La pièce avait déjà quelque chose d’intimidant avant, mais maintenant que tout le monde était parti, elle en devenait presque dérangeante. La longue table s’étirait au centre de la salle, les chaises vides repoussées en arrière comme des témoins silencieux, tandis que le silence me pressait contre les oreilles.

Il s’arrêta à quelques pas, à m’observer, sans colère et sans impatience non plus.

Juste… en train d’étudier. Et je lui en savais gré, parce que la plupart des gens finissent par perdre patience avec moi.

« Tu étudies le journalisme », dit-il alors, et je clignai des yeux.

« Oui. »

« Tu vis sur le campus.

— Oui. »

« Et tu as une colocataire.

— Oui. Je ne peux pas payer la chambre toute seule. »

« Tu as d’autres membres de ta famille ?

— Juste ma mère », répondis-je.

La conversation s’était transformée, je ne sais comment, en un interrogatoire mené par un homme qui avait à peine l’air intéressé par le fait de parler.

Je croisai les bras.

« C’est des questions d’échauffement, demandai-je, ou tu essaies juste de déterminer à quel point mes choix de vie ont été ennuyeux et pathétiques ? »

Il ignora la remarque.

« Tu sortais du travail ce soir.

— Oui. »

« La bibliothèque de Ridgewood Drive.

— Oui », confirmai-je en hochant la tête. « Eh bien, je suis ravie que la partie “kidnapping” de la soirée ait au moins bénéficié de recherches exactes. »

Il me fixa encore un instant avant de reprendre.

« Tu resteras ici. » annonça-t-il et, pendant une seconde, mon cerveau refusa simplement de traiter la phrase.

Puis je ris.

Un rire sec.

« Pardon, dis-je en levant une main.

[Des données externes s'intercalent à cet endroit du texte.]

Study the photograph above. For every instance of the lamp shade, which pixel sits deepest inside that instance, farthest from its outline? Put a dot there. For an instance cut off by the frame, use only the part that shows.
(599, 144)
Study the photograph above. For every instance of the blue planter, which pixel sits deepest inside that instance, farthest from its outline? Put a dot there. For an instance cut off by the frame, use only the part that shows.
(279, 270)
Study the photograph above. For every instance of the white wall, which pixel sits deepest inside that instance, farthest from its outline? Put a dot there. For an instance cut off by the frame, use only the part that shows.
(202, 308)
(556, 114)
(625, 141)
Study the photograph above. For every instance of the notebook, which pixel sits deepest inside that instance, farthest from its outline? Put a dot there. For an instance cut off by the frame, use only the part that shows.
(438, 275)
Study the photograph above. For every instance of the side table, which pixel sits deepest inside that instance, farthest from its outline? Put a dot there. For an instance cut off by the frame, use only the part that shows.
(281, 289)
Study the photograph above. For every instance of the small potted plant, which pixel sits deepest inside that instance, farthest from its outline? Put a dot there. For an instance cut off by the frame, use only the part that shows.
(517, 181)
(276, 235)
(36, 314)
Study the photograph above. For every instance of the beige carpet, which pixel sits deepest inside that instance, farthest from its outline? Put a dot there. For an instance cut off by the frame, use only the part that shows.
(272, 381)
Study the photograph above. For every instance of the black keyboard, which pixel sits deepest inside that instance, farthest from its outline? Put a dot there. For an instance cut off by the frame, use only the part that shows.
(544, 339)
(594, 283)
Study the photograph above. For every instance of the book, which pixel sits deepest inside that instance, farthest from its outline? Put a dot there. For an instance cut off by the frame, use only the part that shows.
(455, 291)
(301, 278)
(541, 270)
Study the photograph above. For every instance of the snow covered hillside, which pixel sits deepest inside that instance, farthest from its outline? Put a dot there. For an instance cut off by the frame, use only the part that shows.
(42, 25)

Quoi ?

— Tu resteras ici », répéta-t-il, et le calme de sa voix fit retomber le sens avec plus de violence.

Je le dévisageai.

« Non. »

Le mot sortit tout de suite, ferme, plat.

« Tu as vu les hommes qui t’ont prise », dit-il.

« Et alors ?

— Tu as vu cette maison.

— Ça, ça ressemble à un problème qu’on peut régler. »

« Tu connais le trajet », ajouta-t-il, et quelque chose de glacé traversa ma poitrine.

« Vous m’avez kidnappée par erreur », dis-je lentement, la voix se crispant à mesure que je réalisais ce qu’il était en train de dire. « Et maintenant tu m’annonces que je ne peux pas rentrer chez moi ?

— Tu ne peux pas partir. »

Mon estomac se noua.

« Tu n’as pas le droit de décider ça !

— Si », répondit-il avec désinvolture, et la colère me frappa si soudainement que ça m’en surprit presque.

« Non, dis-je en avançant d’un pas. Non, absolument pas ! » hurlai-je. Son expression ne changea pas.

« Tu crois que tu peux décréter que la vie de quelqu’un est finie parce que toi, tu as merdé ? » lançai-je. « J’ai une vie », pas vraiment, « j’ai des cours. J’ai des gens qui s’attendent à me voir demain. »

Encore une fois… pas vraiment.

« Tu as vu trop de choses.

— Ce n’est pas ma faute ! » répliquai-je, et ma voix résonna légèrement dans la pièce vide.

« Tu m’as attrapée sur un parking, continuai-je, ma frustration débordant enfin. Tu m’as jetée dans une camionnette. Je me suis réveillée au milieu d’un enlèvement et, d’une façon ou d’une autre, c’est moi qui dois en assumer les conséquences ?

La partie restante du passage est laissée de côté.